I gotta get this album.

Dean Jonasson - Jul 25, 2012

Great review of an essential album that had slipped under the radar. With Cooder home and making 'American' albums again, interest in his back catelogue will entice a few more curious souls to rediscovered MAMBO SINUENDO. I don't remember where I was when I first heard this... a very cool party, I suspect. I latched onto "Patricia" because it had been featured in a Fellini movie I loved. The host had to hold me down and let the rest of the album pour over me. This is a perfect instrumental album (girly vocals are used as yet another sonic intoxicant), nothing stupid, no stray notes, slack beats or synthetic colouring. What you get instead is the dance of two brilliant guitarists, raw keyboards and an always percolating rhythm section. Intellectually, you can go much deeper, exploring the history of Cuban-American-Brazillian blends. Or just put it on and sway a little, shuffle your feet and let your hips loosen.

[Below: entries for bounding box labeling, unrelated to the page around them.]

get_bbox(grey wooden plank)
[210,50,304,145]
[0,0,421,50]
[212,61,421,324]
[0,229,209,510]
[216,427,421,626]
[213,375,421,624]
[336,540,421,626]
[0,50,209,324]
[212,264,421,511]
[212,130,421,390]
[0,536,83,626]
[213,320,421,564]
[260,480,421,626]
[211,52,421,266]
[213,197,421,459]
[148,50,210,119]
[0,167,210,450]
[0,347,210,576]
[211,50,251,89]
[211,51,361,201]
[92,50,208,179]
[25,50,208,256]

Mmmmm....

Rosco - Mar 23, 2021

Music: never a medium to see good iconography go unpunished, Cooder offspring Joachim used the tail fin (plus a bit of snow) on his Christmas in Washington single last year ...

Michael Benson - Sep 6, 2022

I don't have this album! I am trying to collect all of Ry Cooders Albums....which is nuts...he is credited on over 100 albums...I counted...113 albums. So far I have 33 or so... I am trying to keep track in discogs so I don't buy the same ones again. Thanks for reminding me of this one....it is beautiful.